I need to get all the user records for a specific account. I have the account object, so I can query by account.users
like so:
let users_array = account.users;
db.users.find({_id: {$in: users_array}});
explain()
of previous query:
{
"queryPlanner" : {
"plannerVersion" : 1,
"namespace" : "mydb.users",
"winningPlan" : {
"stage" : "COLLSCAN"
}
},
"serverInfo" : {
"version" : "4.0.0"
},
"ok" : 1,
"operationTime" : Timestamp(1683606175, 1)
}
With 6K users in the database and almost all of them belonging to one account, the above query takes 8225 ms which seems terribly slow to me.
I am trying to reduce the time it takes to get the users by account.
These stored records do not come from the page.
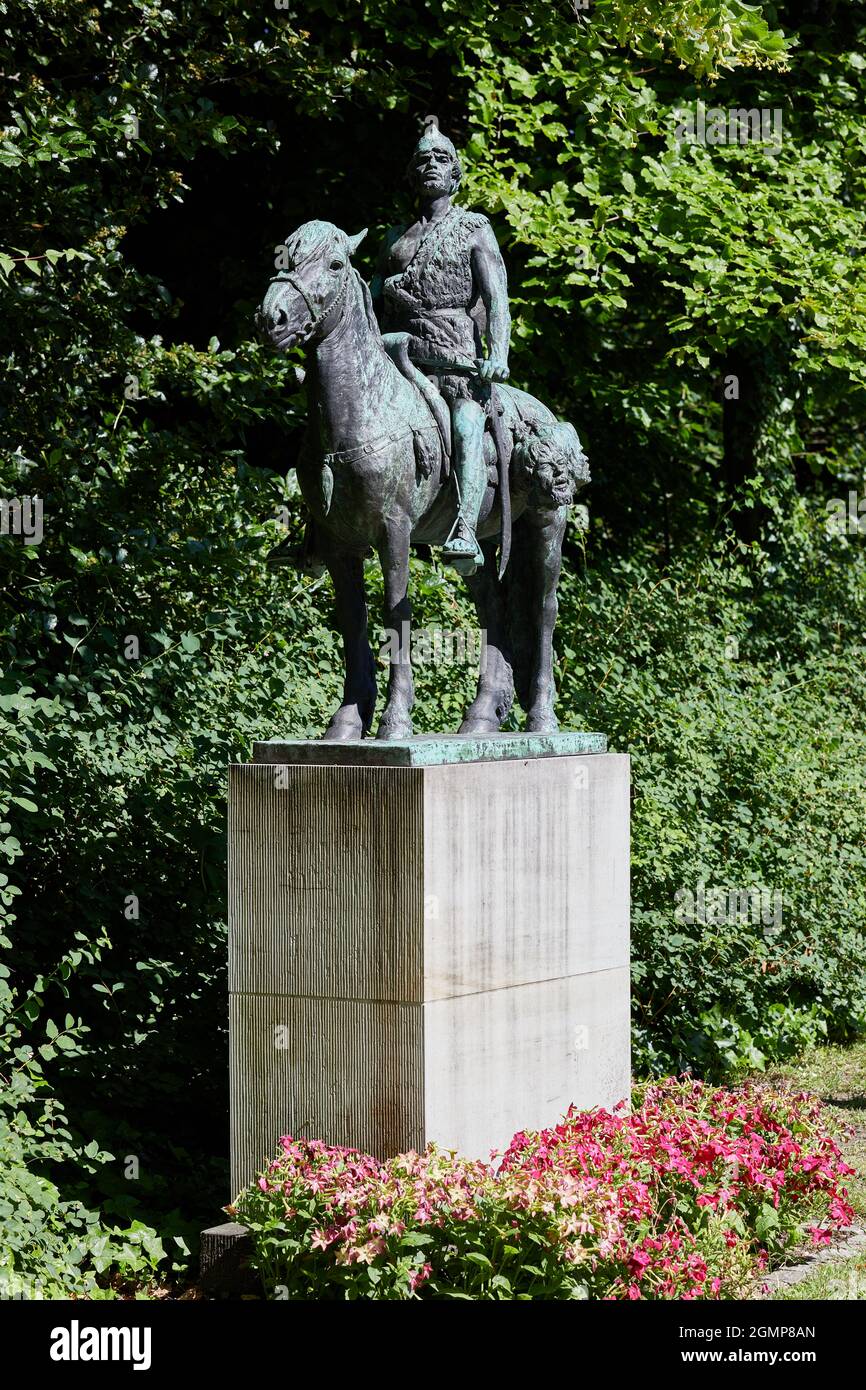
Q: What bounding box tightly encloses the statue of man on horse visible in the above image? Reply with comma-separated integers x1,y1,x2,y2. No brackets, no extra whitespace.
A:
256,118,589,739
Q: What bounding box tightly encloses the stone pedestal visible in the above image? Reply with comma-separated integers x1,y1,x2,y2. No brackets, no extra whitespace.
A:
229,734,630,1194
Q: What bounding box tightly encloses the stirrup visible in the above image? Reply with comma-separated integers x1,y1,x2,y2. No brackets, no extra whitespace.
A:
442,512,484,575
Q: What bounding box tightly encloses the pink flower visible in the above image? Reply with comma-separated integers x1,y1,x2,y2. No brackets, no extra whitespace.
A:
409,1265,432,1293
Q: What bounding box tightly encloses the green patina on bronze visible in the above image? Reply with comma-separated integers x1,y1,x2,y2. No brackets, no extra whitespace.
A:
253,733,607,767
257,117,589,742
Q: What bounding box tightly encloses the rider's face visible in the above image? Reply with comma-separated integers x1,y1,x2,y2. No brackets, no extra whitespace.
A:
414,149,453,197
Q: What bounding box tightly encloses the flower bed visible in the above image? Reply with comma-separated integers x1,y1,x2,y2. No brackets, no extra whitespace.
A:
229,1080,852,1300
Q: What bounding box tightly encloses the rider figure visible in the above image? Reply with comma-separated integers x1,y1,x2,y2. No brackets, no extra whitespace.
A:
371,115,512,574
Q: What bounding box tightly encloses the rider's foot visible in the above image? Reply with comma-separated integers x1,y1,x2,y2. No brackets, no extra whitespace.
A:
442,517,484,574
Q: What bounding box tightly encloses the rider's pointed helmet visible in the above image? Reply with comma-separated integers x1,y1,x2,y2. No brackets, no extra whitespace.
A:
409,115,463,193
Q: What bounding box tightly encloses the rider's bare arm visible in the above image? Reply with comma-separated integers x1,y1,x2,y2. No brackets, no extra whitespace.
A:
473,224,512,381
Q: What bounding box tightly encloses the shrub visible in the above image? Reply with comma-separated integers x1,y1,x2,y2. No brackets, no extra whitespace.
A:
228,1080,852,1300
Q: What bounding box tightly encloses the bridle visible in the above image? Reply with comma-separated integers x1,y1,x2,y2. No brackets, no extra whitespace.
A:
268,248,354,341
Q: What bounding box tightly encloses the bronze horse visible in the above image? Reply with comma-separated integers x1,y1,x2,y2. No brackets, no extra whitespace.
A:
256,221,589,739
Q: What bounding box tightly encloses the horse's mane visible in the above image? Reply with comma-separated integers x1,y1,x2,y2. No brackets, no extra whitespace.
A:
354,271,382,338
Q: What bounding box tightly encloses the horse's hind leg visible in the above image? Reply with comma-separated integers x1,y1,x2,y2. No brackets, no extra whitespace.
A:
507,507,567,734
460,541,514,734
322,539,375,739
375,516,416,738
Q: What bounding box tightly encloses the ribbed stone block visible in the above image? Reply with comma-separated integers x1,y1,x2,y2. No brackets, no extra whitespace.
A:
229,734,630,1193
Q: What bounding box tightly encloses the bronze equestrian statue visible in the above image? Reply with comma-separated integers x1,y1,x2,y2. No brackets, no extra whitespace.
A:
257,117,589,739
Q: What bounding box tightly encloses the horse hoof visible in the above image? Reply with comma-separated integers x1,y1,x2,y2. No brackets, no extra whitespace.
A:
321,720,364,744
525,714,559,734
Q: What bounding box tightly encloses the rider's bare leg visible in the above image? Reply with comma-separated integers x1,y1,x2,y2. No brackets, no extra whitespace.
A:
442,399,487,573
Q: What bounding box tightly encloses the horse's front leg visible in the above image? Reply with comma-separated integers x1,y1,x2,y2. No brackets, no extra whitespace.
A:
375,516,416,738
322,539,375,741
523,507,567,734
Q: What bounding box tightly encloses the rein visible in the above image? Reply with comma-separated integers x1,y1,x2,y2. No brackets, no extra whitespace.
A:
268,260,354,329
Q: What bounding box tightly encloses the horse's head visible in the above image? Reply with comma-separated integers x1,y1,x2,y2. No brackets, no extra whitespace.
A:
256,221,367,352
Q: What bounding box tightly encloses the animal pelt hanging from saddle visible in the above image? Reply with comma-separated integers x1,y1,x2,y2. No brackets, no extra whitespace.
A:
485,386,589,507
I have tried using an aggregation pipeline like this using the account id:
db.users.aggregate([
{
$lookup: {
localField: '_id',
from: 'accounts',
foreignField: 'users',
as: 'account',
},
}, {
$match: { 'account._id': ObjectId("64595cf18ee18d1695940b80") },
}, {
$project: { name: 1 },
}
], {allowDiskUse: true});
This takes longer to run: 12278 ms.
explain
of previous query:
{
"queryPlanner" : {
"plannerVersion" : 1,
"namespace" : "mydb.users",
"winningPlan" : {
"stage" : "SUBSCAN",
"inputStage" : {
"stage" : "SORT_AGGREGATE",
"inputStage" : {
"stage" : "SORT",
"inputStage" : {
"stage" : "NESTED_LOOP_LOOKUP",
"inputStages" : [
{
"stage" : "PROJECTION",
"inputStage" : {
"stage" : "COLLSCAN"
}
},
{
"stage" : "FETCH",
"inputStage" : {
"stage" : "COLLSCAN"
}
}
]
}
}
}
}
},
"serverInfo" : {
"version" : "4.0.0"
},
"ok" : 1,
"operationTime" : Timestamp(1683606343, 1)
}
I also tried aggregating from the account to the users:
db.accounts.aggregate([
{ $match: { '_id': ObjectId("64595cf18ee18d1695940b80") } },
{
$lookup: {
localField: 'users',
from: 'users',
foreignField: '_id',
as: 'users',
},
},
{ $unwind: "$users" },
{
$replaceRoot: { newRoot: '$users' }
}
], {allowDiskUse: true});
This also takes longer: 11550 ms.
explain()
of previous query:
{
"queryPlanner" : {
"plannerVersion" : 1,
"namespace" : "mydb.accounts",
"winningPlan" : {
"stage" : "SUBSCAN",
"inputStage" : {
"stage" : "PROJECTION",
"inputStage" : {
"stage" : "HASH_AGGREGATE",
"inputStage" : {
"stage" : "NESTED_LOOP_LOOKUP",
"inputStages" : [
{
"stage" : "PROJECTION",
"inputStage" : {
"stage" : "FETCH",
"inputStage" : {
"stage" : "IXSCAN",
"indexName" : "_id_"
}
}
},
{
"stage" : "IXSCAN",
"indexName" : "_id_",
"direction" : "forward"
}
]
}
}
}
}
},
"serverInfo" : {
"version" : "4.0.0"
},
"ok" : 1,
"operationTime" : Timestamp(1683606261, 1)
}
When I use explain
on these aggregation queries, neither of them uses the asset.users
index.
How can I query this data mode quickly? What can I change to take advantage of the indexed field?